10. Hukuk Dairesi 2015/17987 E. , 2015/19822 K.- ÖDENEN YERSİZ AYLIKLARIN TAHSİLİ AMACIYLA BAŞLATILAN TAKİBE VAKİ İTİRAZIN İPTALİ (ASIL DAVA)
- ÖLÜM AYLIĞININ KESİLMESİNE YÖNELİK KURUM İŞLEMİNİN İPTALİ VE YENİDEN ÖLÜM AYLIĞI BAĞLANMASI İSTEMİ (BİLEŞEN DAVA)
- HUKUK MUHAKEMELERİ KANUNU (HMK) (6100) Madde 297
"İçtihat Metni"Asıl dava, davalıya ödenen yersiz aylıkların tahsili amacıyla başlatılan takibe vaki itirazın iptali ile takibin devamı ve icra inkâr tazminatı istemi, birleşen dava ise hak sahibi konumundaki davacıya bağlanan ölüm aylığının kesilmesine yönelik kurum işleminin iptali ve yeniden ölüm aylığı bağlanması istemine ilişkindir.
Mahkemece, asıl davanın kabulüne, birleşen davanın ise reddine karar verilmiştir.
Hükmün, davalı hak sahibi vekilince temyiz edilmesi üzerine, temyiz isteğinin süresinde olduğu anlaşıldıktan ve Tetkik Hâkimi tarafından düzenlenen raporla dosyadaki kâğıtlar okunduktan sonra işin gereği düşünüldü ve aşağıdaki karar tespit edildi.
Mahkemece,26.01.2015 tarihli celsede tefhim olunan kısa kararda, “Davanın kabulüne, davalının Ankara 11.İcra Müdürlüğünün 2010/1376 sayılı dosyasına yaptığı itirazın iptaline, takibin devamına, inkar tazminatı talebinin reddine” şeklinde hüküm kurulmuşken, gerekçeli kararın hüküm fıkrasında; “Davanın kabulüne, davalının Ankara 11.İcra Müdürlüğünün 2010/1376 sayılı dosyasına yaptığı itirazın iptaline, takibin devamına, inkar tazminatı talebinin reddine, birleşen davanın da reddine”, karar verilmek suretiyle,kısa kararda birleşen dava dosyasına ilişkin hüküm bulunmadığı halde ,gerekçeli karar hüküm fıkrasında ise birleşen dava dosyasına ilişkin de ekleme yapılmak suretiyle kısa karar ile gerekçeli karar arasında çelişki oluşturulduğu anlaşılmaktadır.

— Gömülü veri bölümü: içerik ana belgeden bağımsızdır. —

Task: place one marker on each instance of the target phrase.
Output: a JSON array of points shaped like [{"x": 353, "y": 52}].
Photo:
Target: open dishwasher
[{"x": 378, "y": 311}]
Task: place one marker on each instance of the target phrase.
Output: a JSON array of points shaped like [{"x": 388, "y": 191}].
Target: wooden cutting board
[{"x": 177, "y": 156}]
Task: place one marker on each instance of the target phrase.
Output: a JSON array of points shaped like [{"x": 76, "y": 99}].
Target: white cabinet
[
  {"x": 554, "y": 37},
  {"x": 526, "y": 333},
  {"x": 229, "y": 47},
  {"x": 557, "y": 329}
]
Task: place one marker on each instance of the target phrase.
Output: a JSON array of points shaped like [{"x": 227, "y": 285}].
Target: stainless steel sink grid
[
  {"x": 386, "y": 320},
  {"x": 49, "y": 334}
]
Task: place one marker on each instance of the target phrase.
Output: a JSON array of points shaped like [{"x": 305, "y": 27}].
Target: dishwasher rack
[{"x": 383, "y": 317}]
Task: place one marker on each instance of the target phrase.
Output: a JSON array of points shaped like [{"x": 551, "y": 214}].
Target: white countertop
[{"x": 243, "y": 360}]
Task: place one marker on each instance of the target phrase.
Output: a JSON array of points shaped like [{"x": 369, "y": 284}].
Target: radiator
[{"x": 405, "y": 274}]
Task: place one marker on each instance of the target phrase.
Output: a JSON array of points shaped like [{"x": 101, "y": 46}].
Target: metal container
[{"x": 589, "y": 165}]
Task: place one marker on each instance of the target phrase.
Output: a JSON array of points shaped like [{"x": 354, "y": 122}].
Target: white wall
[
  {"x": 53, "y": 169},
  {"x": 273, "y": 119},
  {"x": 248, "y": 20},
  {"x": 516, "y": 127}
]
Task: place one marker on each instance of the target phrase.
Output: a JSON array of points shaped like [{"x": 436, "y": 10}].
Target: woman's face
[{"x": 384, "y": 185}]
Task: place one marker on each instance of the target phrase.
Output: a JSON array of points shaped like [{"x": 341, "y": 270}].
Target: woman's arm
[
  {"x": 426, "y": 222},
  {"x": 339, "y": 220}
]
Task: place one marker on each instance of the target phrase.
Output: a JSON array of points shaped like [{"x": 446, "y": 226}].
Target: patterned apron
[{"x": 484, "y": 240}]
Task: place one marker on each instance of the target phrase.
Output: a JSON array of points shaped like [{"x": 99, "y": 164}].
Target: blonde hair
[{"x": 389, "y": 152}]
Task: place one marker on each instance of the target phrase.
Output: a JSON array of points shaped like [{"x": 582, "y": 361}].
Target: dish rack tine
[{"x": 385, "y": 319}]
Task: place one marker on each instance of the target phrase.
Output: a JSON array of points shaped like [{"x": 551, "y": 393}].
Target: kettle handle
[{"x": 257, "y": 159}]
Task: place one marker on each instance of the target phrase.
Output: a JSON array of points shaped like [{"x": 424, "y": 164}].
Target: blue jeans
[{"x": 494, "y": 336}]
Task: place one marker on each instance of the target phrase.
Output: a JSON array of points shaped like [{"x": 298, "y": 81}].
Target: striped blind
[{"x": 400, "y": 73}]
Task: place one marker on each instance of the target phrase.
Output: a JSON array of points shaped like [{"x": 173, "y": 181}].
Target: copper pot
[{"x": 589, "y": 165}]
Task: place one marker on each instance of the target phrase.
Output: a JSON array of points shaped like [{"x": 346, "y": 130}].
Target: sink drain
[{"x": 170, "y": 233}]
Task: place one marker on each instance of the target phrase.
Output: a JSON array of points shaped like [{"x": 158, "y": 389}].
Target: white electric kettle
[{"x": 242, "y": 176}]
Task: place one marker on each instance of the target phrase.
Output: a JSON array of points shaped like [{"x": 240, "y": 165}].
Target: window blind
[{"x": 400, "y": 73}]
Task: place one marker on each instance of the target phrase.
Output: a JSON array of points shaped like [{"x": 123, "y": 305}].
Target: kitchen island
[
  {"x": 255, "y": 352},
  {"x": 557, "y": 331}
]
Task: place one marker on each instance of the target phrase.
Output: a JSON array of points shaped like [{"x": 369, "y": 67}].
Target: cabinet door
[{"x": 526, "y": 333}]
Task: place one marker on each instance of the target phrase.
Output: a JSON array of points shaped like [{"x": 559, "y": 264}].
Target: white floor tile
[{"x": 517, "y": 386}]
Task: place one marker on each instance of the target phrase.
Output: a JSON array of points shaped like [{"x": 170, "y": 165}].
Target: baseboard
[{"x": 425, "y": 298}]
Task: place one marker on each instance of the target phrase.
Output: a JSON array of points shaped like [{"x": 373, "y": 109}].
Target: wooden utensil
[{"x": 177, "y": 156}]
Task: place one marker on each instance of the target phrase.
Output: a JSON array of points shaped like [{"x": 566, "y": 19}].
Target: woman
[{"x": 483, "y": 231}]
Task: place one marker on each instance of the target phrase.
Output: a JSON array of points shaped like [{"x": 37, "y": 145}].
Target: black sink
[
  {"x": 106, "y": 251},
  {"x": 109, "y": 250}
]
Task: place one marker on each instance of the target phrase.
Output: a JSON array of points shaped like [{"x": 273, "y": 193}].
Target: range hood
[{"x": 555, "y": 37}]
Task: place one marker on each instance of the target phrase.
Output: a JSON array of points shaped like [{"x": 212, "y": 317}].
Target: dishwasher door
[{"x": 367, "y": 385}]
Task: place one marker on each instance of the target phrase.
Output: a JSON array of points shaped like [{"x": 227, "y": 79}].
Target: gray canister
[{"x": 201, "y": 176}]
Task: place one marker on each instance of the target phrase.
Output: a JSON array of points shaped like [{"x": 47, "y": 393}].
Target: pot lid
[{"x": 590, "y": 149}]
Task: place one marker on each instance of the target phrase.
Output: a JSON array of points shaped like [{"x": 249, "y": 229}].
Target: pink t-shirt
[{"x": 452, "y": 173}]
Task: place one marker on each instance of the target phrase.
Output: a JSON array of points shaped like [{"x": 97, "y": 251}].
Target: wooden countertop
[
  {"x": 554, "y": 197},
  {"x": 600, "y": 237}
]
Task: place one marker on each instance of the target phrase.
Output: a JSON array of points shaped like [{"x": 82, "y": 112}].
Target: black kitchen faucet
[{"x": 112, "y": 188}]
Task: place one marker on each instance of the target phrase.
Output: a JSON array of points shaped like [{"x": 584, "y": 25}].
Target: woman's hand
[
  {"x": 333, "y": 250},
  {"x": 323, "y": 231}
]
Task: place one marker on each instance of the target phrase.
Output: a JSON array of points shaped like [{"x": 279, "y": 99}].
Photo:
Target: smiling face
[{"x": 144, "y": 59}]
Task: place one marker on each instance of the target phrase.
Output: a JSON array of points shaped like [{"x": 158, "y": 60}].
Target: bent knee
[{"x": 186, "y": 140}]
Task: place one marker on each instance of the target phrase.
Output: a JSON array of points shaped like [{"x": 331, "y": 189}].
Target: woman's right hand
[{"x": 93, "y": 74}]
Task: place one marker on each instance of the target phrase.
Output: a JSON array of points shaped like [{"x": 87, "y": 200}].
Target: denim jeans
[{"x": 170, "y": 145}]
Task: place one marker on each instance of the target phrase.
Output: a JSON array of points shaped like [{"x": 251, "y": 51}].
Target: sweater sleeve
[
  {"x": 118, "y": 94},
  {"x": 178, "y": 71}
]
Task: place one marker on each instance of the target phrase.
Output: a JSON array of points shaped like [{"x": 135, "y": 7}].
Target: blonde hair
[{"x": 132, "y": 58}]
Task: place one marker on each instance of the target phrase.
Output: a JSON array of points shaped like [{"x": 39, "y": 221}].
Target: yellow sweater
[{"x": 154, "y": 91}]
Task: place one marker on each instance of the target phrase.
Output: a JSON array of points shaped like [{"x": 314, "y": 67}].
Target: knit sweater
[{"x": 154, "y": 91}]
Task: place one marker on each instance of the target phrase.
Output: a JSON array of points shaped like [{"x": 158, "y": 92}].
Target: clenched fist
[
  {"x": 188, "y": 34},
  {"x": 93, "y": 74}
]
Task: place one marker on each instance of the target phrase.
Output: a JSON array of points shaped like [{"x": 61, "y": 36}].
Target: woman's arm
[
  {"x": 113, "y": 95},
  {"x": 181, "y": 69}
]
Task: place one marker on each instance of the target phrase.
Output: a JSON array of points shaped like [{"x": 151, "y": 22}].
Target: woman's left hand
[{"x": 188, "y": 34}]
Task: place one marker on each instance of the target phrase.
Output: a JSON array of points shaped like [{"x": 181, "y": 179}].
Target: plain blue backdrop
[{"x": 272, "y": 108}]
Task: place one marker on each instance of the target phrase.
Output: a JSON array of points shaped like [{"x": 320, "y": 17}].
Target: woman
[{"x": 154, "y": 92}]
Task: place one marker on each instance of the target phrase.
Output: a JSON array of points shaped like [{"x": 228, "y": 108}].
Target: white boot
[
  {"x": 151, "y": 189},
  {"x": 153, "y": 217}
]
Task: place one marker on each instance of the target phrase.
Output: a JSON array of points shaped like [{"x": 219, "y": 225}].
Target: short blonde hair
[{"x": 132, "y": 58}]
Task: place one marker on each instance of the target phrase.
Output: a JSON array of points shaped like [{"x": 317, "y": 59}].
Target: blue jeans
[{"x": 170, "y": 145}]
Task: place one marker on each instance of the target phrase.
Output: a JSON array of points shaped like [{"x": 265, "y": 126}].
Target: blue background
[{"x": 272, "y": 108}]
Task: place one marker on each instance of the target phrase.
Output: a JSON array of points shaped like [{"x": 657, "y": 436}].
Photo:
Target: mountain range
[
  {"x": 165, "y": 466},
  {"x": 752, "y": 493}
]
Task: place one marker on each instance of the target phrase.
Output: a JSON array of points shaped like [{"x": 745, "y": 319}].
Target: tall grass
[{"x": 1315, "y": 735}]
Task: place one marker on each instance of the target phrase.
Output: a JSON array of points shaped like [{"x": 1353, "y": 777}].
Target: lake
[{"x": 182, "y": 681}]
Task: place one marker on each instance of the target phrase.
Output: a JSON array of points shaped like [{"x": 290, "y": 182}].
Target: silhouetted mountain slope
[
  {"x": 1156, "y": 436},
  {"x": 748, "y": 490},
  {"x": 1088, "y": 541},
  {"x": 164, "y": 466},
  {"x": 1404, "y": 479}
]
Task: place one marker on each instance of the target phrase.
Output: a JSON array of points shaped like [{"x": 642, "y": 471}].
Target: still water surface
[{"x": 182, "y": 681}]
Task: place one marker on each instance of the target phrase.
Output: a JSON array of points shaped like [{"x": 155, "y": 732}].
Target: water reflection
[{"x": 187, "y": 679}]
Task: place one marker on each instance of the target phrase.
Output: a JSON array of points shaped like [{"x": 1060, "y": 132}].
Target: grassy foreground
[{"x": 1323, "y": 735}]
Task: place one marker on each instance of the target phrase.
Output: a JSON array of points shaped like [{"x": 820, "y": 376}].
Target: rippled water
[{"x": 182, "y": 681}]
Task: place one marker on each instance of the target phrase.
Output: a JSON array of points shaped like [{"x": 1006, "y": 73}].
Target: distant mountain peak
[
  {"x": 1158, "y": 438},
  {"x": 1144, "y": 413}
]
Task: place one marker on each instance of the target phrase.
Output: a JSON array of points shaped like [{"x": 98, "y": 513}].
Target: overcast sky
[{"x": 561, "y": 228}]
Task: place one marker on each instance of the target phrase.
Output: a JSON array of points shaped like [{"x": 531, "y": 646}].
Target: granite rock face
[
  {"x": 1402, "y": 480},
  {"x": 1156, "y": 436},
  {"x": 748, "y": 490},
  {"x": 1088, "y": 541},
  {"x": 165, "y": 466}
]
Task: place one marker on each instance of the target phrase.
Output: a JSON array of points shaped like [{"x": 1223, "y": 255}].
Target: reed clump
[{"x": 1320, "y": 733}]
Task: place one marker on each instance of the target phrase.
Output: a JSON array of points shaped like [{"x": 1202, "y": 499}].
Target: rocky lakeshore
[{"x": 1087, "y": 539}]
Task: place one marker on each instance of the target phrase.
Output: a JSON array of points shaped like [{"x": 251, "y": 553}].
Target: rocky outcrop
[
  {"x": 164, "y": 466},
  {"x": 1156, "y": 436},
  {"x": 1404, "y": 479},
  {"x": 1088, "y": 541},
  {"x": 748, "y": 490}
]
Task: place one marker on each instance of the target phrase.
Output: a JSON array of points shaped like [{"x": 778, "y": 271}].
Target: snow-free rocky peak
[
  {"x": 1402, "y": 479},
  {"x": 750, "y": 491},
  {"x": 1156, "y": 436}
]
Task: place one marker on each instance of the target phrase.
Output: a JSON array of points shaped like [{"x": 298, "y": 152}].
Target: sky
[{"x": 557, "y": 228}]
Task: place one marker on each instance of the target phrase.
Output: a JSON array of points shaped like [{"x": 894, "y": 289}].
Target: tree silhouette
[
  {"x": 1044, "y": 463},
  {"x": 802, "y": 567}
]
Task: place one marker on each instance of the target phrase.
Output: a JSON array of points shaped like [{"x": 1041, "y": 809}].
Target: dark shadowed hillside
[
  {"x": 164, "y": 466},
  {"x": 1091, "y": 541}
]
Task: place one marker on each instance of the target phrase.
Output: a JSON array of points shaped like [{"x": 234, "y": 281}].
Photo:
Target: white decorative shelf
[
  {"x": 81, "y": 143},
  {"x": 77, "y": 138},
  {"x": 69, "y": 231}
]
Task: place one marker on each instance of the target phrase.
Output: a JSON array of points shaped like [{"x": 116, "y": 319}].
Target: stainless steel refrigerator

Hukuk Muhakemeleri Kanunu"nun 297. maddesinde "Hüküm sonuç kısmında, gerekçeye ait herhangi bir söz tekrar edilmeksizin, taleplerden her biri hakkında verilen hükümle taraflara yüklenen borç ve tanınan hakların, mümkünse sıra numarası altında açık, şüphe ve tereddüt uyandırmayacak şekilde gösterilmesi gereklidir", hükmü öngörülmüştür. Hükümlerin çelişkiden uzak ve infaza elverişli olması kamu düzeniyle ilgilidir.
Tarafların yüzüne karşı tefhim edilen kısa karar ile gerekçeli karar arasında çelişki bulunduğundan, Yargıtay İçtihadı Büyük Genel Kurulu"nun 10.04.1992 gün ve 1991/7 Esas, 1992/4 Kararı gereğince salt bu husus bozma nedenidir.
Mahkemece, açıklanan maddi ve hukuki olgular üzerinde durulmadan çelişkili şekilde hüküm kurulmuş olması, usul ve yasaya aykırı olup, bozma nedenidir.
O hâlde, asıl dosya davalı vekilinin bu yönleri amaçlayan temyiz itirazları kabul edilmeli ve sair yönleri incelenmeksizin hüküm bozulmalıdır.
SONUÇ : Temyiz edilen hükmün yukarıda açıklanan nedenlerle BOZULMASINA, bozma nedenine göre davalı hak sahibi vekilinin sair temyiz itirazlarının incelenmesine şimdilik yer olmadığına, temyiz harcının istek halinde davalıya iadesine, 17.11.2015 gününde oy birliğiyle karar verildi.